Lieserl seemed to have to tear her eyes away from that tantalizing point of light at the heart of the Ring. She looked down at Louise.

“I have the Ring, Louise. We have been restored to an era before its destruction. Bolder’s Ring is a single loop of cosmic string… but an immense one, no less than ten million light-years across and with the mass of tens of thousands of galaxies, united into one seamless whole. The string is twisted over on itself like wool wrapped around a skein; the Ring’s topography is made up of string arcs moving at close to lightspeed, and cusps which actually reach light speed. The motion is complex, but — as far as I can tell it’s non-intersecting. The Ring could persist forever.

“Louise, there is no way this monster could have formed naturally. Our best theories say that any natural string loops should be a mere thousand light-years across.” She looked up, and the blue false color of the string images caught her profile, picking out the lines around her eyes. “Somehow — ” she laughed briefly ” — somehow the Xeelee found a way to drag cosmic string across space — or else to manufacture it on a truly heroic scale — and then to knit it up into this immense artifact.”

Louise stared up at the Ring, tracing the tangle of string around the sky, letting Lieserl’s statistics pour through her head. And I might have died without seeing this. Thank you. Oh, thank you…

“The cosmology here is… spectacular,” Lieserl said, smiling. “We have, essentially, an extremely massive torus, rotating very rapidly. And it’s devastating the structure of spacetime. The sheer mass of the Ring has generated a gravity well so deep that matter — galaxies — is being drawn in, toward this point, across hundreds of millions of light years. Even our original Galaxy, the Galaxy of mankind, was drawn by the Ring’s mass. So we know that the Ring was indeed the ‘Great Attractor’ identified by human astronomers.

“And the rotation has significant effects. Louise, we’re on the fringe of a Kerr metric — the classic relativistic solution to the gravitational field of a rotating mass. In fact, this is what’s called a maximal Kerr metric: because the torus is spinning so fast the angular momentum far exceeds the mass, in gravitational units…

“As Mark said, the Ring’s rotation is exerting a large torque on the ship. This is inertial drag: the twisting of spacetime around the rotating Ring.”

Morrow frowned. “Inertial drag?”

Lieserl said, “Morrow, naive ideas of gravity predicted that the spin of an object wouldn’t affect its gravitational field. No matter how fast a star rotated, you’d be attracted simply toward its center, just as if it wasn’t rotating at all.

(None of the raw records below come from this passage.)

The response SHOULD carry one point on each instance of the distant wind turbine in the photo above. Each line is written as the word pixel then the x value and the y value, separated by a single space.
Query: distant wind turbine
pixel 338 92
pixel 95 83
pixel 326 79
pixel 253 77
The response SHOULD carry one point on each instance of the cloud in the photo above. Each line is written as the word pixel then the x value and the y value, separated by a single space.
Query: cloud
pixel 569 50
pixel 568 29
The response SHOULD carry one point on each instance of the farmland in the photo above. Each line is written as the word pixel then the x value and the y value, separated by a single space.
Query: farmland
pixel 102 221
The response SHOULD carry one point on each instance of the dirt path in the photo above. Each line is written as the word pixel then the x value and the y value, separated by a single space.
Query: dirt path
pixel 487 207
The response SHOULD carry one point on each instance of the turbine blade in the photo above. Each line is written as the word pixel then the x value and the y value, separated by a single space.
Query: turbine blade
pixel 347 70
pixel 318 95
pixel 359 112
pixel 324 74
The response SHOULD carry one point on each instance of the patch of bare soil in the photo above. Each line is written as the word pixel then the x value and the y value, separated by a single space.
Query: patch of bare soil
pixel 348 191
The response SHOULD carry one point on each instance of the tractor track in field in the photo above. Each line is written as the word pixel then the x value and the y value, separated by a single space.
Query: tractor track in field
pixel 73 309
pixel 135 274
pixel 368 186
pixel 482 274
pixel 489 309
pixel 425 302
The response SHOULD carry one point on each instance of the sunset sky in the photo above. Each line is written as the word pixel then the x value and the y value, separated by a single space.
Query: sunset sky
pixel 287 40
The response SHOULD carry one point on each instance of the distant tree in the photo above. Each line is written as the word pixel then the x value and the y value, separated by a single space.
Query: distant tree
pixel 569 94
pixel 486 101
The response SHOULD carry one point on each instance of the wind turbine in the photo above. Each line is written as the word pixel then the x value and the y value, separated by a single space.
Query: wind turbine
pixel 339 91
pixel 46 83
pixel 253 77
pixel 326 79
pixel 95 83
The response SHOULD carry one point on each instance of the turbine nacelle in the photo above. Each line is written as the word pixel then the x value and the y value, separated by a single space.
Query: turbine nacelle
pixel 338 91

“But relativity tells us that isn’t true. There are nonlinear terms in the equations which couple the rotating mass to the external field. In other words, a spinning object drags space around with it,” she said. “Inertial drag. And that’s the torque the Northern is experiencing now.”

“What else?” Louise asked. “Mark?”

He nodded. “The first point is, we’re drowning in radio wavelength photons — ”

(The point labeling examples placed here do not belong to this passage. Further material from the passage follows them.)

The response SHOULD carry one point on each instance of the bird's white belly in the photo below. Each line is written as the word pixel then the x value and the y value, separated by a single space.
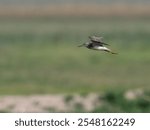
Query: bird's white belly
pixel 101 48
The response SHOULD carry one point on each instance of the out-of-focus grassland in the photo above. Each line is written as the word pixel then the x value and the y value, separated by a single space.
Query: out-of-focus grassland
pixel 41 55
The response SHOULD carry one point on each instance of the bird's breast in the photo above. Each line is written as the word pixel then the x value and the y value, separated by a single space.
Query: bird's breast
pixel 99 48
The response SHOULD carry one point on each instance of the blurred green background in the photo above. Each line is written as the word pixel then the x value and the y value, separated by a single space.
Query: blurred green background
pixel 39 53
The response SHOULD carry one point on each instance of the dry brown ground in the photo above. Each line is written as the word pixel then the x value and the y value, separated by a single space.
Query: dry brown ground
pixel 48 103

That was unexpected. “What are you talking about?”

“I mean it,” he said seriously, turning to face her. “That’s the single most significant difference in our gross physical environment, compared to the era we came from: we’re now immersed in a dense mush of radio waves.” He looked absent for a moment. “And the intensity of it is increasing. There’s an amplification going on, slow, but significant on the timescales of this war; the doubling time is around a thousand years. Louise, none of this shows up in the future era. By then, the radio photons will be gone.”